For her work on Operation Mincemeat, Hodgson won the Laurence Olivier Award for Best New Musical and the WhatsOnStage Award for Best New Musical alongside SpitLip and received three Tony Award nominations for the show for Best Musical, Best Book of a Musical and Best Original Score.

== Early life and education ==
Hodgson grew up in Croft, Cheshire and attended Croft Primary School.

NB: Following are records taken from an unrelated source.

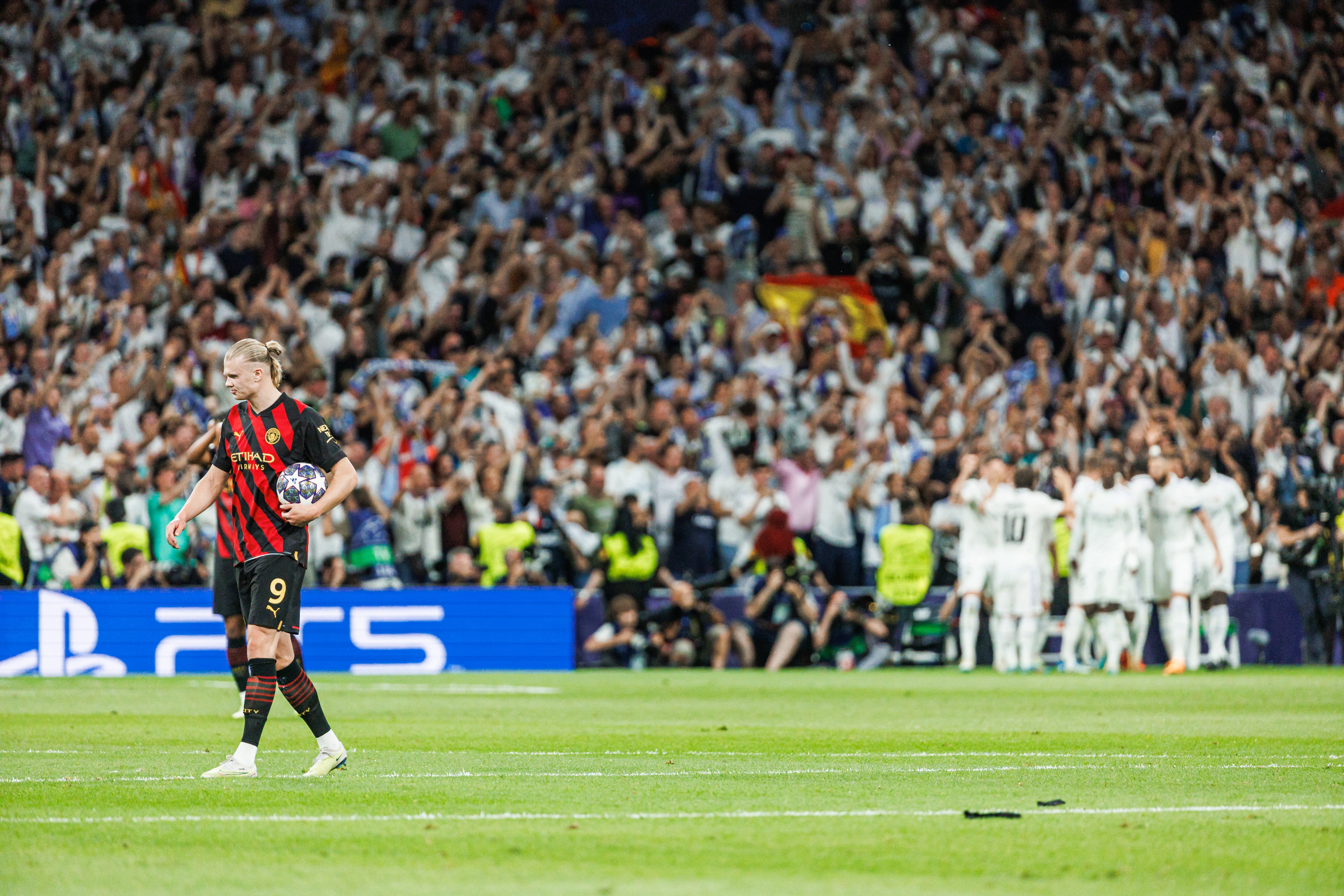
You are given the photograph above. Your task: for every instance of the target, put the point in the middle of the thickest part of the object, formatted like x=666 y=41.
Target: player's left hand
x=299 y=514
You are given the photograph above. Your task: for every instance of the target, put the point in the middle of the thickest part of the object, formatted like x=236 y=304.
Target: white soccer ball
x=300 y=484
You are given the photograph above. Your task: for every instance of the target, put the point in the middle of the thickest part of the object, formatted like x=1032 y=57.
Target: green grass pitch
x=686 y=782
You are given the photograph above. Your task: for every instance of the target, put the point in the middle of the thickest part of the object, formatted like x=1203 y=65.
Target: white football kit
x=1104 y=538
x=1174 y=507
x=1023 y=520
x=1224 y=502
x=978 y=541
x=1142 y=487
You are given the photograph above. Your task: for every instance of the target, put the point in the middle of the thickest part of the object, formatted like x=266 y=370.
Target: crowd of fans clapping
x=514 y=262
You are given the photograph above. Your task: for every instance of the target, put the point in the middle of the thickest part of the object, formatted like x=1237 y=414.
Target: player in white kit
x=1077 y=617
x=1177 y=510
x=975 y=550
x=1139 y=608
x=1103 y=551
x=1224 y=502
x=1022 y=516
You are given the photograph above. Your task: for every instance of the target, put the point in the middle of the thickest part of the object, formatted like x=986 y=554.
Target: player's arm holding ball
x=208 y=490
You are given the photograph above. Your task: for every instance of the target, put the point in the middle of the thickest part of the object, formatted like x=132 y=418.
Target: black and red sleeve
x=320 y=445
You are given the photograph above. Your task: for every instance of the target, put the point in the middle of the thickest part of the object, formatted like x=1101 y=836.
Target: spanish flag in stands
x=795 y=297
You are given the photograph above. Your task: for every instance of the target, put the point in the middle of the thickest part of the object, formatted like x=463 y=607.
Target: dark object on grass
x=992 y=815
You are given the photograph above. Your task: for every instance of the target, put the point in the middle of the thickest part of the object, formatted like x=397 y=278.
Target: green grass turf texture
x=802 y=742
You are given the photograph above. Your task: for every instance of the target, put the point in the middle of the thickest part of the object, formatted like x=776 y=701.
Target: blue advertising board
x=366 y=633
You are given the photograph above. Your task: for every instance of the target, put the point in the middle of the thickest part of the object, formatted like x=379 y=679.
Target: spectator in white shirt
x=835 y=543
x=416 y=529
x=632 y=475
x=38 y=519
x=732 y=488
x=1268 y=381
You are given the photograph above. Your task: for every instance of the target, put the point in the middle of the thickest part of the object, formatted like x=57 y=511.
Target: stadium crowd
x=517 y=264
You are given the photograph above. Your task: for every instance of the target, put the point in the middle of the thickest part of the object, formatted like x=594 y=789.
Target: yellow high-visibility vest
x=906 y=569
x=498 y=539
x=624 y=566
x=11 y=547
x=1062 y=547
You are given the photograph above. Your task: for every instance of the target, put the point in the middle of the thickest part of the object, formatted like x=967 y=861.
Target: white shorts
x=1174 y=573
x=1018 y=592
x=1144 y=578
x=1103 y=584
x=972 y=577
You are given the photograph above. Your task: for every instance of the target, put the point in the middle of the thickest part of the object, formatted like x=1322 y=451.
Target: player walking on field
x=224 y=582
x=261 y=436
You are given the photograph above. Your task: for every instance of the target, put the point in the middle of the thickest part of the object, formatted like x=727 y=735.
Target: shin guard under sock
x=1175 y=619
x=261 y=694
x=303 y=696
x=1027 y=643
x=1074 y=625
x=970 y=629
x=236 y=654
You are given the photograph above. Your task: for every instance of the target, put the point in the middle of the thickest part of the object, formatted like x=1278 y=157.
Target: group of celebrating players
x=1155 y=534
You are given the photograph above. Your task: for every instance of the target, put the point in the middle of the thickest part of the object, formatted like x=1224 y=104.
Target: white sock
x=1027 y=643
x=1088 y=640
x=246 y=754
x=1216 y=629
x=1006 y=649
x=1074 y=624
x=1139 y=631
x=970 y=628
x=1197 y=648
x=1111 y=628
x=1175 y=620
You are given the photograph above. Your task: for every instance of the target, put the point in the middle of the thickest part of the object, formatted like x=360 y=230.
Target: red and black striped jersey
x=256 y=449
x=226 y=527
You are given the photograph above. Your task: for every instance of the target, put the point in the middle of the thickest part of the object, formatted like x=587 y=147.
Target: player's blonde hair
x=253 y=352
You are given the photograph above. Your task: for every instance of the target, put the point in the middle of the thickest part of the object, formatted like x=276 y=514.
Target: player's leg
x=785 y=645
x=257 y=696
x=281 y=584
x=1003 y=624
x=744 y=644
x=720 y=640
x=1113 y=633
x=1217 y=621
x=1081 y=597
x=1175 y=615
x=1216 y=617
x=225 y=604
x=972 y=585
x=1201 y=590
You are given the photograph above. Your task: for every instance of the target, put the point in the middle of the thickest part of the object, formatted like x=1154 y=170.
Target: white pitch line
x=683 y=816
x=725 y=773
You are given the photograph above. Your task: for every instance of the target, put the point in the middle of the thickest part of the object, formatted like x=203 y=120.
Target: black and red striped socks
x=303 y=696
x=260 y=695
x=237 y=656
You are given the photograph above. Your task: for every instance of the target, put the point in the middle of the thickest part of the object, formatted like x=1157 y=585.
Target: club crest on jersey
x=252 y=460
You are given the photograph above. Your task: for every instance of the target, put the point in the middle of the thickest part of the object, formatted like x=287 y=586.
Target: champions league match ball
x=300 y=484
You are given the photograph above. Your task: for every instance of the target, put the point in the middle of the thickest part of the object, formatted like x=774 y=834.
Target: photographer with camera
x=1307 y=539
x=84 y=562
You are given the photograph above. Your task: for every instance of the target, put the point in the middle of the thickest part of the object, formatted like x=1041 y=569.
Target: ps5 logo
x=68 y=632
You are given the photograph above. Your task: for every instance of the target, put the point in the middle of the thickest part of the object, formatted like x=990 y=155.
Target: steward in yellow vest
x=628 y=561
x=906 y=569
x=13 y=554
x=498 y=539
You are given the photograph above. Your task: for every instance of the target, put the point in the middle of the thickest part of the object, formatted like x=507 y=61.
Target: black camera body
x=1324 y=504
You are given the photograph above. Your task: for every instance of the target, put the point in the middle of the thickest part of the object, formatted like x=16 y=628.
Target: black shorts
x=226 y=589
x=268 y=588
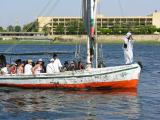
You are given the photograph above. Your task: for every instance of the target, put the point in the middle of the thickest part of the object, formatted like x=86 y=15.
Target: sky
x=13 y=12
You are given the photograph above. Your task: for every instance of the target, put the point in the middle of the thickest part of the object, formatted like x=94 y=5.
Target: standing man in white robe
x=128 y=48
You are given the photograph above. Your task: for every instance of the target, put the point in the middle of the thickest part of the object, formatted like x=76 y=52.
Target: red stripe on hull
x=113 y=85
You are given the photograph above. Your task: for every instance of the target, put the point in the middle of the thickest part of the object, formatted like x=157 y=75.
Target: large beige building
x=102 y=21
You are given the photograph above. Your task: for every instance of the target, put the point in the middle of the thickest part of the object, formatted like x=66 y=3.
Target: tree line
x=31 y=27
x=77 y=28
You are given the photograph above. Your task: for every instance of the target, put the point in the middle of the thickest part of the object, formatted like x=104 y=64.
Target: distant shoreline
x=75 y=39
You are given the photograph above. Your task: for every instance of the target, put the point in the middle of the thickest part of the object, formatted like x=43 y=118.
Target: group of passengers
x=31 y=68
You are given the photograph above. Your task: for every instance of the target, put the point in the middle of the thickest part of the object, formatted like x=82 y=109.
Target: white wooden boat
x=125 y=76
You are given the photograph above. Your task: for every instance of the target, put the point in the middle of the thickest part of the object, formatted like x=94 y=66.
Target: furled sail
x=89 y=18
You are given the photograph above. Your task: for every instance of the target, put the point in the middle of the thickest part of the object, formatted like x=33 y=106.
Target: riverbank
x=75 y=39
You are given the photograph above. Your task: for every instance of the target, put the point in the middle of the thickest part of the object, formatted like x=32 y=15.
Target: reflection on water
x=121 y=105
x=70 y=104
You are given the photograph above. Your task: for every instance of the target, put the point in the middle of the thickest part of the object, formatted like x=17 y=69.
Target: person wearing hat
x=38 y=68
x=13 y=68
x=50 y=67
x=128 y=48
x=57 y=63
x=6 y=70
x=28 y=68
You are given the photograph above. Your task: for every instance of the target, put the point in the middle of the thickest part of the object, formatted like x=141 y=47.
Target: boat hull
x=126 y=76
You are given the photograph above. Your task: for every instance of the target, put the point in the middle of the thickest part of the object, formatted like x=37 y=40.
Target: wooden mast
x=89 y=16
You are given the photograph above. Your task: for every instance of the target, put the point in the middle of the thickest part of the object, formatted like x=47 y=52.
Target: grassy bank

At the age of 12, her first professional acting work was a role in an episode of the CITV sci-fi series Life Force, after appearing in the directory for a child casting agency owned by the parent of her friend. She later graduated from the University of Warwick, where she was involved in extra-curricular theatre.

== Career ==

=== Writing ===
Hodgson authored articles for various media outlets including MookyChick, Best for Film, and SFX magazine. She also wrote for the Don't Hug Me I'm Scared television series, Dogs in Space, The Amazing World of Gumball, and Bravest Warriors.

=== Kill the Beast ===
Hodgson co-founded Kill the Beast Theatre with David Cumming, Ollie Jones, Zoe Roberts, and Clem Garritty. The group originally met in university. Kill the Beast produced four stage productions, including The Boy Who Kicked Pigs (2013), He Had Hairy Hands (2014), Don't Wake The Damp (2016), and Director's Cut (2019).

=== Operation Mincemeat ===
Kill the Beast members Hodgson, Roberts, and Cumming, in addition to Felix Hagan, co-founded the comedy group SpitLip in 2017. The group collaboratively wrote and composed the musical Operation Mincemeat, which first premiered at the London Fringe New Diorama Theatre in 2019. Operation Mincemeat also played in Southwark Playhouse and Riverside Studios. The show opened in the West End on 29 March 2023, and has been renewed there fourteen times. The show opened on Broadway 20 March 2025, and in May 2025 was nominated for four Tony Awards, with three of these afforded to Hodgson and her SpitLip colleagues.

=== Voice acting and audio drama ===
Hodgson wrote, composed, and performed the audio for “LIDL | Big On A Christmas You Can Believe In”, the LIDL Christmas advert in 2020.

Hodgson created and starred in the audio drama The Sink: A Sleep Aid, which was released by BBC Sounds. The Sink was nominated for the "Best Podcast/Online Audio" Audio Drama Award in 2021, and was listed as a "Top 20 Podcast of 2020" by The Guardian. She also co-wrote the Kill the Beast production "Eglantine Whitechapel: Supernatural Detective" and the Kill the Beast/Fremantle production "Who Exploded Viven Stone?", and voiced several characters in three episodes of Doctor Who Redacted for BBC Sounds.

She is a regular contributor to the Beef and Dairy Network Podcast, writing and starring in a Halloween special.

Hodgson narrated the audio book of Skipshock, a novel by Caroline O'Donoghue. The book is dedicated to her.